Rules to avoid common extended inline assembly mistakes

admin1 day ago

0 2 4 minutes read

December 20, 2024

nullprogram.com/blog/2024/12/20/

GCC and Clang inline assembly is an interface between high and low level
programming languages. It is subtle and treacherous. Many are ensnared in
its traps, usually unknowingly. As such, the asm keyword is essentially
the unsafe keyword of C and C++. Nearly every inline assembly tutorial,
including the awful ibilio page at the top of search engines for
decades, propagate fundamental, serious mistakes, and most examples are
incorrect. The dangerous part is that the examples usually produce the
expected results! The situation is dire. This article isn’t a tutorial,
but basic rules to avoid the most common mistakes, or to spot them in code
review.

The focus is entirely extended assembly, and not basic assembly,
which has different rules. The former is any inline assembly statement
with constraints or clobbers. That is, there’s a colon : token between
the asm parenthesis. Basic assembly is blunt and has fewer uses, mostly
at the top level or in “naked” functions, making misuse less
likely.

(1) Avoid inline assembly if possible

Because it’s so treacherous, the first rule is to avoid it if at all
possible. Modern compilers are loaded with intrinsics and built-ins that
replace nearly all the old inline assembly use cases. They allow access to
low level features from the high level language. No need to bridge the gap
between low and high yourself when there’s an intrinsic.

I’m not aware of any compiler with a built-in for system calls, and other
times they simply lack a useful intrinsic. These remaining cases
are mostly about interacting with external systems, not optimization nor
performance.

(2) It should nearly always be volatile

Falling right out of rule (1), the remaining inline assembly cases nearly
always have side effects beyond output constraints. That includes memory
accesses, and it certainly includes system calls. Because of this, inline
assembly should usually have the volatile qualifier.

This prevents compilers from eliding or re-ordering the assembly. As a
special rule, inline assembly lacking output constraints is implicitly
volatile. Despite this, please use volatile anyway! When I do not see
volatile it’s likely a defect. Stopping to consider if it’s this special
case slows understanding and impedes code review.

Tutorials often use __volatile__. Do not do this. It is an ancient alias
keyword to support pre-standard compilers lacking the volatile keyword.
This is not your situation. When I see __volatile__ it likely means you
copy-pasted the inline assembly from somewhere without understanding it.
It’s a red flag that draws my attention for even more careful review.
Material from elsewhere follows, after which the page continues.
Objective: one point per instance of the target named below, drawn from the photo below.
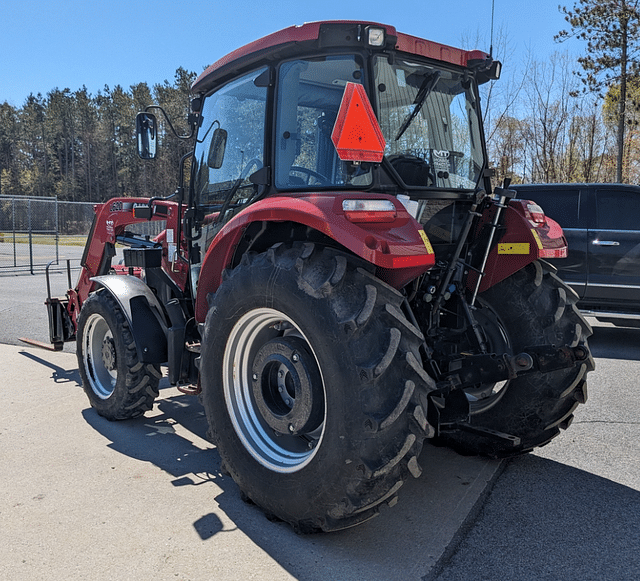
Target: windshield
(429, 119)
Side note: __asm or __asm__ is fine, and even required in some cases
(e.g. -std=cXX). I usually write it asm.

(3) It probably needs a memory clobber

The "memory" clobber is orthogonal to volatile, each serving different
purposes. It’s less often needed than volatile, but typical remaining
inline assembly cases require it. If memory is accessed in any way while
executing the assembly, you need a memory clobber. This includes most
system calls, and definitely a generic syscall wrapper.

    asm volatile (... : "memory");

In code review, if you do not see a "memory" clobber, give it extra
scrutiny. It’s probably missing. If it’s truly unnecessary, I suggest
documenting such in a comment so that reviewers know the omission is
considered and intentional.

The constraint prevents compilers from re-ordering loads and stores around
the assembly. It would be disastrous, for example, if a write(2) system
call occurred before the program populated the output buffer! In this
case, volatile would prevent followup write(2) from being optimized
out while "memory" forces memory stores to occur before the system call.

(4) Never modify input constraints

It’s easy not to modify inputs, so this is mostly about ignorance, but
this rule is broken with shocking frequency. Most of the time you can get
away with it, right up until certain configurations have a heisenbug. In
most cases this can be fixed by changing an input into read-write output
constraint with "+":

asm volatile ("..." :: "r"(x) : ...);  // before
asm volatile ("..." : "+r"(x) : ...);  // after

If you hadn’t been using volatile (in violation of rule 2) then now
suddenly you’d need it because there’s an output constraint. This happens
often.

(5) Never call functions from inline assembly

Many things can go wrong because the semantics cannot be expressed using
inline assembly constraints. The stack may not be aligned, and you’ll
clobber the redzone. (Yes, there’s a "redzone" constraint, but its
insufficient to actually make a function call.) Do not do it. Tutorials
like to show it because it makes for a simple demonstration, but all those
examples are littered with defects.

System calls are fine. Basic assembly may call functions when used outside
of non-naked functions. The goto qualifier, used correctly, allows jumps
to be safely expressed to the compiler. Just don’t use call in extended
assembly.

(6) Do not define absolute assembly labels

That is, if you need to jump within your assembly block, such as for a
loop, do not write a named label:

Your inline assembly is part of a function, and that function may be
cloned or inlined, in which case there will be multiple copies of your
assembly block in the translation unit. The assembler will see duplicate
label names and reject the program. Until that function is inlined,
perhaps at a high optimization level, this will likely work as expected.
On the plus side it’s a loud compile time error when it doesn’t work.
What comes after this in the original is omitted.